FindBooks – ビジネススキルを伸ばす本がここに!

厳選したビジネス関連書籍を中心紹介、オススメするキュレーションサイトです。

友達ではなく、必要なのは仲間!「君に友だちはいらない」

   

瀧本 哲史氏、最近ではメディアの露出も多くなっている若手論客の一人ですが、京都大学客員教授と言う傍ら、様々な企業の再建を手掛ける敏腕の投資家でも知られています。

テレビで拝見された方には、あの独特の鋭い目つきは一回見ると忘れられない方も多いのではないでしょうか。

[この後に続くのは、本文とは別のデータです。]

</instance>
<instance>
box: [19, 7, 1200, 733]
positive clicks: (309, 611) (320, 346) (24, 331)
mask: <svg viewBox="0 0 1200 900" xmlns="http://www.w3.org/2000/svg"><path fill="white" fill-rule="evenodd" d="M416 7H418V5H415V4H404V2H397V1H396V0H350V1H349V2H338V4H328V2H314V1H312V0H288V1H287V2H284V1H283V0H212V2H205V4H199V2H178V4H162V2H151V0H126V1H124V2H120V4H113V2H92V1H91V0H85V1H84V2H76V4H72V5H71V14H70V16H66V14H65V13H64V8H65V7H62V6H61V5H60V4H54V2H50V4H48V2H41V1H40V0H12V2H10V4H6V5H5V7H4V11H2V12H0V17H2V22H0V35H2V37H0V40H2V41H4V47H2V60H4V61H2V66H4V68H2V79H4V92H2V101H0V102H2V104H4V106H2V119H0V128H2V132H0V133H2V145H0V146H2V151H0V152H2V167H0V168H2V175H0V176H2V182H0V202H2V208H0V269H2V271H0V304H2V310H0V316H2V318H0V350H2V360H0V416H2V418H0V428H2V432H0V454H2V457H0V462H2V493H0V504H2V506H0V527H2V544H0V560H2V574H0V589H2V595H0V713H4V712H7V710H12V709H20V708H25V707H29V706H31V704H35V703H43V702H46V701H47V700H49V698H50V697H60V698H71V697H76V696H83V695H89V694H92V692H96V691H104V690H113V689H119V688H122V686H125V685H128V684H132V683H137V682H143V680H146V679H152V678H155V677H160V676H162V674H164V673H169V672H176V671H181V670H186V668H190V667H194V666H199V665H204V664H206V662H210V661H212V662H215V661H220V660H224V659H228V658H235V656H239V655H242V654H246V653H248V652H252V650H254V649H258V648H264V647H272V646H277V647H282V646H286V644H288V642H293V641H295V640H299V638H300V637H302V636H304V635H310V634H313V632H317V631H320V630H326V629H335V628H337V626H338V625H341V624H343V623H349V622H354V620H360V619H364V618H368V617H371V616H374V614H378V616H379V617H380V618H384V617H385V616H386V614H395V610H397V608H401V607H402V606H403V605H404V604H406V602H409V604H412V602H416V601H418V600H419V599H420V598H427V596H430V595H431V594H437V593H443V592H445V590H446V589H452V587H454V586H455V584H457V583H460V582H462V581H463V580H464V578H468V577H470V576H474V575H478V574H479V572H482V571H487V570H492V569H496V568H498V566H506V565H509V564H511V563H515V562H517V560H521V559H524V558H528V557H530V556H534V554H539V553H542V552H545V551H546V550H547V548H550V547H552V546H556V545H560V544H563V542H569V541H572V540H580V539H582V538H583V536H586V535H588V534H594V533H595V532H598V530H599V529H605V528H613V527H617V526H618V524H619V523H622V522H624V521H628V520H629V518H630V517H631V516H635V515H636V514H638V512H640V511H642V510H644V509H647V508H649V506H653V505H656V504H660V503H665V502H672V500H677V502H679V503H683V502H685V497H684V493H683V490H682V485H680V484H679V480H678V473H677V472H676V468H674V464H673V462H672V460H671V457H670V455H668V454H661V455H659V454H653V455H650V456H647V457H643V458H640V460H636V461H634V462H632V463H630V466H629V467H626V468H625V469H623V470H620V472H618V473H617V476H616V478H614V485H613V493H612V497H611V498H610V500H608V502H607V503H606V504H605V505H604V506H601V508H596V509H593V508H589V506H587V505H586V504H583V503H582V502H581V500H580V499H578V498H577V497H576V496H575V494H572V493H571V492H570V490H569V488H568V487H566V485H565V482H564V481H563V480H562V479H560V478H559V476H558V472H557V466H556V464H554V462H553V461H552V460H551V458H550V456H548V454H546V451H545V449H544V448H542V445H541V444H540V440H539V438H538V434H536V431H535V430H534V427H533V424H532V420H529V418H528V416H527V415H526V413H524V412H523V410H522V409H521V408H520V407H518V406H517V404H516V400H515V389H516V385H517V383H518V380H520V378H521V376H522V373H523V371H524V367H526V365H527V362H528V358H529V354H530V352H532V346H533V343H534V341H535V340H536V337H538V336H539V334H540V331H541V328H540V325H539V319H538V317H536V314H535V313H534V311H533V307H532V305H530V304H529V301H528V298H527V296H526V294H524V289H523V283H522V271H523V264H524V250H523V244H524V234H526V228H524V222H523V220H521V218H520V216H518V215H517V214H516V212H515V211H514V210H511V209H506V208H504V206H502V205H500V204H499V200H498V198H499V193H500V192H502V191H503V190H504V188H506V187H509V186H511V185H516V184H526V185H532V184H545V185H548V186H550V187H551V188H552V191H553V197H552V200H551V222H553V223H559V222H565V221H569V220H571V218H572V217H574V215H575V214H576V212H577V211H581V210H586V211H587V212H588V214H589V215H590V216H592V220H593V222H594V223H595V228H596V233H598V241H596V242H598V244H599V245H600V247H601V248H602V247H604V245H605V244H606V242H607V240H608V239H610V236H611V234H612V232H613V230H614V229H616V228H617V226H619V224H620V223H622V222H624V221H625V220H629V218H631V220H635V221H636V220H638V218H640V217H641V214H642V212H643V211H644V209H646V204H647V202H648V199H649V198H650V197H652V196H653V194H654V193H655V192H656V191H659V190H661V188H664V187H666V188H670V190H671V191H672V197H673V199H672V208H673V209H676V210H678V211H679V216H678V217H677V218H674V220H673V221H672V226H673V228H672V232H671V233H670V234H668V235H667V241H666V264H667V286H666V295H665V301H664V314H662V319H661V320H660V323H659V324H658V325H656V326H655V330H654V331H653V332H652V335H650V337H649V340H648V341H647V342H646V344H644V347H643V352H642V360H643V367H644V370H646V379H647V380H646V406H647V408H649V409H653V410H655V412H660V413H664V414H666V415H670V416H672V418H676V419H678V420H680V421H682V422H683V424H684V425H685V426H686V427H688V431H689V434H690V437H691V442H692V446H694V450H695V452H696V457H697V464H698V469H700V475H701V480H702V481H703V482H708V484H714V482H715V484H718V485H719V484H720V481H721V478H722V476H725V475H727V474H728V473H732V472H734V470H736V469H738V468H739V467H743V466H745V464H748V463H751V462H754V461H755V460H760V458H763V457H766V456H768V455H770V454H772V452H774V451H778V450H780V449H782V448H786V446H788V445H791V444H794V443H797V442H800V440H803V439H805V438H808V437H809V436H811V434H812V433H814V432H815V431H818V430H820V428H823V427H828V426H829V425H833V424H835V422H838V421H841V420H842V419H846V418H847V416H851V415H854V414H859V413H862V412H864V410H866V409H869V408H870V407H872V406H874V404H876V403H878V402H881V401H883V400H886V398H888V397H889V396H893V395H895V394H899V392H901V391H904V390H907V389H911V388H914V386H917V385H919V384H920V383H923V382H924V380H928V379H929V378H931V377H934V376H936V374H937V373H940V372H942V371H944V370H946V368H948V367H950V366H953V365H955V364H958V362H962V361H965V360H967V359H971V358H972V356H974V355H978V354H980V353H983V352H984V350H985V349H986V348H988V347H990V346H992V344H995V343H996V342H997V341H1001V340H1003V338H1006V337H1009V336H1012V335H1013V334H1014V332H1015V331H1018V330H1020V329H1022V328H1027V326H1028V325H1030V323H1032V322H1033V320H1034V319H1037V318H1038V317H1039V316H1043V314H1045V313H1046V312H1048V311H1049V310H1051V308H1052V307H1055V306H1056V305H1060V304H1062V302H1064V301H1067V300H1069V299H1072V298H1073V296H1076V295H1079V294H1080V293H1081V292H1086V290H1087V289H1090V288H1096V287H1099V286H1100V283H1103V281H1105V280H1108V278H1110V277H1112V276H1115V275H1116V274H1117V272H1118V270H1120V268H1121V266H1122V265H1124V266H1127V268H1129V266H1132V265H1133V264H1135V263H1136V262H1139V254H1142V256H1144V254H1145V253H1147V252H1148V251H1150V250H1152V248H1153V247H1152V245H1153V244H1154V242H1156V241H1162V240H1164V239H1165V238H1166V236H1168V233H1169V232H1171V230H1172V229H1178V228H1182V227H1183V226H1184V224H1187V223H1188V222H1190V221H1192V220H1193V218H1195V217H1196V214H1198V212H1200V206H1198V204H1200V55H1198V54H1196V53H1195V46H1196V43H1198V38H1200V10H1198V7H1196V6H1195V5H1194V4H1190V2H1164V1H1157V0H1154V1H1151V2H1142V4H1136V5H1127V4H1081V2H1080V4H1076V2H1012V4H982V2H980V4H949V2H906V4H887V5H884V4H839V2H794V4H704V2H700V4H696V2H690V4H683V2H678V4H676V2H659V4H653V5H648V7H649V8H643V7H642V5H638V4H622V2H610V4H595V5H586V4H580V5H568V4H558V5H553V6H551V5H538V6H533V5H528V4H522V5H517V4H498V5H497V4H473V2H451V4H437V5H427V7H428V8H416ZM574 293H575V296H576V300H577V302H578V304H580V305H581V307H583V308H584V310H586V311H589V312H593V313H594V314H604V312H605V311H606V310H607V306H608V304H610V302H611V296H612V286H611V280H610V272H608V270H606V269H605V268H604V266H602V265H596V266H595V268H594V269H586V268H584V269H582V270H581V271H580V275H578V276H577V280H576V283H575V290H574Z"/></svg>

その鋭い目つき同様の内容が今回紹介する、”君に友達はいらない“に凝縮されています。友達はいらない?なんで?と、思わず読者を惹きつける題名から、何を氏は言おうとしているのでしょうか。

この書籍はあえて、新社会人になって、働き方に疑問を感じている若い方、また今の日本人に何か足りないと思っている方には読んで頂きたいと思います。

七人の侍から読み解く「同志」

まず、この本の表紙を見て、御存知の方も多い方も多いとかもしれませんが、そう、あの黒沢明の名作映画「七人の侍」の一場面です。この表紙に全てこの本の中身が凝縮されていると言っても良いぐらいです。

瀧本氏がいっている友達の定義として読み取れるのが、リスクをともにする仲間、分かりやすく言えば同志。この七人の侍はまさに「同志」の集まりです。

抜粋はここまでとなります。